D'Ormuz au Darfour, la guerre au Moyen-Orient complique l'aide humanitaire en Afrique

La guerre au Moyen-Orient complique les opérations humanitaires en Afrique. La perturbation des routes commerciales retarde l’acheminement des médicaments dans les zones de crise, comme au Soudan ou au Mali. Un véritable défi logistique et financier que doit relever l’ONG Alima, basée à Dakar et spécialisée dans la médecine d’urgence dans 13 pays du continent.

De notre correspondante à Dakar,

Point de passage essentiel pour acheminer les médicaments en Afrique, le détroit d’Ormuz relie Dubaï à Port-Soudan, à l’est du continent. Mais ces dernières semaines, les marchandises doivent être détournées par le cap de Bonne-Espérance. Une fois arrivées sur les côtes ouest-africaines, elles transitent par la route.

« Pour les quelques bateaux qui continuent toujours à naviguer, ce contournement a un coût très élevé, explique le docteur Rodrigue Alitanou, directeur des opérations de l’ONG Alima, basée à Dakar. C’est plus de 2 000 euros d’ajout pour chaque conteneur. Donc ça a un impact sur nos retards de livraisons, mais aussi le nombre de bénéficiaires que l’on peut soigner. »

Autre source de pression sur les capacités financières de l’ONG : la hausse du prix du carburant, alimentée par les tensions autour du détroit d’Ormuz. « Aujourd’hui, on est à 40% de hausse du prix du litre d’essence sur nos différents pays d’intervention en moyenne », affirme Rodrigue Alitanou.

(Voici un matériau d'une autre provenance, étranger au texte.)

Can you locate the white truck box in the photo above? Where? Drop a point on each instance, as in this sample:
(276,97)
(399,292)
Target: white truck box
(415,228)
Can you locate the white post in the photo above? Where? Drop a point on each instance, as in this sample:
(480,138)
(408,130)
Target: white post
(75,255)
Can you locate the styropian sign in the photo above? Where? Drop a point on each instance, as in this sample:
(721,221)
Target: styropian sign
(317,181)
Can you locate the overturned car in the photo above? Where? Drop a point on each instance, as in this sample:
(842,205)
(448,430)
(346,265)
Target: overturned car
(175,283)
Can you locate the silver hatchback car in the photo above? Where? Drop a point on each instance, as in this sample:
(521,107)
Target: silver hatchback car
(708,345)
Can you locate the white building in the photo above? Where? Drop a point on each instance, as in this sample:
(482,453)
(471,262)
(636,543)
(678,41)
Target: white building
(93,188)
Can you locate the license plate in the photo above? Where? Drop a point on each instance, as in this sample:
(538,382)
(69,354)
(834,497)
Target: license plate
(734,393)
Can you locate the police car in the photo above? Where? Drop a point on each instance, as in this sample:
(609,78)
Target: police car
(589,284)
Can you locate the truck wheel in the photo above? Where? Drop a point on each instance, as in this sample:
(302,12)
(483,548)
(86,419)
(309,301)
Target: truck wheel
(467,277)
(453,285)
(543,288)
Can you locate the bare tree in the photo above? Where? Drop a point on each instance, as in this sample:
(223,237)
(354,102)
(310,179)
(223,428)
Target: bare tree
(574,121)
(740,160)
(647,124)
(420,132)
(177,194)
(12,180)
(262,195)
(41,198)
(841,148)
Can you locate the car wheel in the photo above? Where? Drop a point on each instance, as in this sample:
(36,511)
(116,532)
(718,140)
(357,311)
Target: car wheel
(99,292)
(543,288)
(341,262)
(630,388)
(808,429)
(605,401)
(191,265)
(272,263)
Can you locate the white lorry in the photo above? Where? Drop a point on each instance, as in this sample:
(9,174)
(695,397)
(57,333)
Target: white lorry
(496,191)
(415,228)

« L’accessibilité est déjà un défi »

Résultat, une inflation du coût global des opérations humanitaires, comme au Soudan par exemple. « Aujourd’hui, le coût a presque triplé pour chaque camion qui arrive jusqu’à nous, regrette le docteur Haruna Tarfa, référent médical de l’ONG à Tawila dans le Nord-Darfour, où vivent plus de 630 000 déplacés. Ces prochains jours, nous risquons de manquer de kits maternels et de médicaments généralistes. Cela concerne aussi les enfants malnutris que nous soignons et qui ont besoin d’un traitement. »

Le Soudan fait partie des zones de crise où les difficultés logistiques sont décuplées par le contexte international. « Au Nord-Darfour, l’accessibilité est déjà un défi, poursuit Haruna Tarfa. On a des options très limitées en termes d’acheminement des médicaments. Avec les événements en cours, les impacts seront tels qu’il sera très difficile pour nous de nous adapter. »

Même crainte exprimée au Mali, où l’ONG a déjà dû ralentir ses activités. Avec l’embargo sur les importations de carburant décrété par les jihadistes du Jnim, « ce sont des dizaines de villages qui n’ont plus accès aux soins parce qu’on arrive plus à se mouvoir », explique Rodrigue Alitanou. Si d’ici trois mois, le contexte international n’évolue pas favorablement, l’ONG prévoit un important recul forcé de ses activités.